Teeming with generational trauma and an aching love-hunger that breaks through in paragraphs and poems about sickness, recovery, affection, intimacy, and history, this is a book that refuses to be reducible to inspiration porn. There is a lot of unvarnished pain here: it beats and seeps and leaps out of the page, sinking into the sorest parts of anyone who has ever found themselves at odds with their body, anyone who has ever felt the acute violence of having their bodies treated as alienable.
But these recollections are accompanied by memories of healing and true connection that remind me of one of my favorite aspects of queer media: the defiance of portraying communal moments of revelry and unapologetic joy. These moments offer a small antidote to the seemingly incessant indignities Nehanda encounters in trying to access care through institutions that diminish compassion into a sort of charity contingent on the seeker’s performance of acceptable respectable acquiescence to unjust norms. It is a keenly relevant story, and only becoming more so as the conversation and activism around medical bias gains momentum.

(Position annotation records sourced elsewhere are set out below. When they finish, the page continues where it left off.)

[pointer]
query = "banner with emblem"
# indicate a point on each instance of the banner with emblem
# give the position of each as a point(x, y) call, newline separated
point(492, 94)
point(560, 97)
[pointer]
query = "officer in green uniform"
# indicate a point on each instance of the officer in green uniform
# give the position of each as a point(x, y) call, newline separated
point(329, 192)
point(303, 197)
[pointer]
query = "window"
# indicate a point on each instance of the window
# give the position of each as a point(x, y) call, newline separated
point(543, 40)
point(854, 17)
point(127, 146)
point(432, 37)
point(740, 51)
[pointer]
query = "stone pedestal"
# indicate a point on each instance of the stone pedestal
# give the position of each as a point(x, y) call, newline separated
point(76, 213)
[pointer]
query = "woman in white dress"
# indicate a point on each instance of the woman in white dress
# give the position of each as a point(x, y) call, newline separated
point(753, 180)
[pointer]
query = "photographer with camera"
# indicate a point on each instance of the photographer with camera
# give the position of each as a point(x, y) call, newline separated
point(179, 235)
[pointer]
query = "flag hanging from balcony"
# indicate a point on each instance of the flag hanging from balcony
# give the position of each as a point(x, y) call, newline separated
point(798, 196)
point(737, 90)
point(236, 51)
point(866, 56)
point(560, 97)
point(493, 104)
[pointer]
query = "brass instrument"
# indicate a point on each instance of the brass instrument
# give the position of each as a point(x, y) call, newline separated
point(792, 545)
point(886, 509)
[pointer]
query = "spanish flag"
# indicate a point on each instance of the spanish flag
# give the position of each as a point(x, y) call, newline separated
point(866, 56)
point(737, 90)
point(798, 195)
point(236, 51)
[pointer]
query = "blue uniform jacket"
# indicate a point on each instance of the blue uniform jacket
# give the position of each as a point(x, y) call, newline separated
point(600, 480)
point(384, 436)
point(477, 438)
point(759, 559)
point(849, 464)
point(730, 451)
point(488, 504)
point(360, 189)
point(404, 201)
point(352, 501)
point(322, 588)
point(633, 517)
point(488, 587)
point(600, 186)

The book’s archetypal figures and icons are also from a media moment that younger readers (I’m including twenty-somethings in this), will find timely. Close readers might be left wondering why there is more “prestige” in the exploits of long-dead hellenics than Captain American or Black Panther—and how our insistence on pretending that the former are more universal than the latter only goes to show how deeply those stories have been decontextualized in service of modern myths about what is “natural” or just.
I will admit fully that I am very partial to this sort of mythic deconstruction. I appreciate authors who staunchly refuse the opiate of presumed objectivity and instead fiercely reckon with the implicit messages and specificity of our shared stories. There is a passion in these pages that I found refreshing, and which I hope this review does justice to.
Who Will Enjoy This: People who thought The Remedy was poignant, timely and want to read more deeply personal stories about the struggles of accessing care (both medical and otherwise) as a gender-expansive person of color (here, a Black person in America). People who enjoy memoirs in verse, or poetry about the poet’s relationship with their body and others. People who think “formalism” is another word for “limitation”. People who enjoy science fiction metaphors for biomedical ideas.
(Seriously, Nehanda’s description of leukemia and their body as a besieged planet is all I’ve been talking about to anyone who will listen for the past week)
Who Might Think Twice: If you’re currently dealing with healthcare bias and difficulties of your own, this book will either reassure you that you are not alone or leave you emotionally exhausted. Your miles may vary. Nehanda pulls no punches in either their remembrances of or their viscerally unflinching depiction of their pain.